Startup Backed by Kodak, Alibaba Fights Fakes With Invisible Ink

Startup Backed by Kodak, Alibaba Fights Fakes With Invisible Ink

The film cameras that built Eastman Kodak Co. in 1888 are long gone, yet the company’s imprint may soon be embedded on products from shoes to cigarettes.

Kodak, supplying hundreds of patents, research and history, is behind a startup working to combat counterfeiting with a technology that places an invisible, digitally traceable marker on products to ensure they are authentic.

The new company, eApeiron, whose name comes from the Greek word for everlasting, launched last month and is targeting e-commerce. Globally, fake and pirated products accounted for almost a half-trillion dollars in 2013, according to a report this year by the Organization for Economic Cooperation and Development, with 84 percent of seized goods originating in China and Hong Kong. Besides losses and brand erosion for companies, counterfeiting can result in lost tax revenue for governments and it discourages innovation.

“Everyone knows this is a problem,” said Kodak Chief Executive Officer Jeff Clarke, who cited the complex supply chains at many companies. “If you’re in charge of brand protection or you’re a security officer of a major brand, this means you’ve got a new tool.”

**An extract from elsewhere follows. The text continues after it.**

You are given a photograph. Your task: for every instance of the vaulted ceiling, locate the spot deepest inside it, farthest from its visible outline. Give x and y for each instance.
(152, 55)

Miami-based eApeiron, which is pronounced e-uh-PEER-on, will locate its research, engineering and manufacturing operations within Kodak’s business park in Rochester, New York. Some research will also occur in labs in Shanghai and Tel Aviv. Alibaba Group Holding Ltd., owner of China’s largest e-commerce company, is an investor and President Michael Evans will sit on eApeiron’s board along with Clarke, according to the company’s website.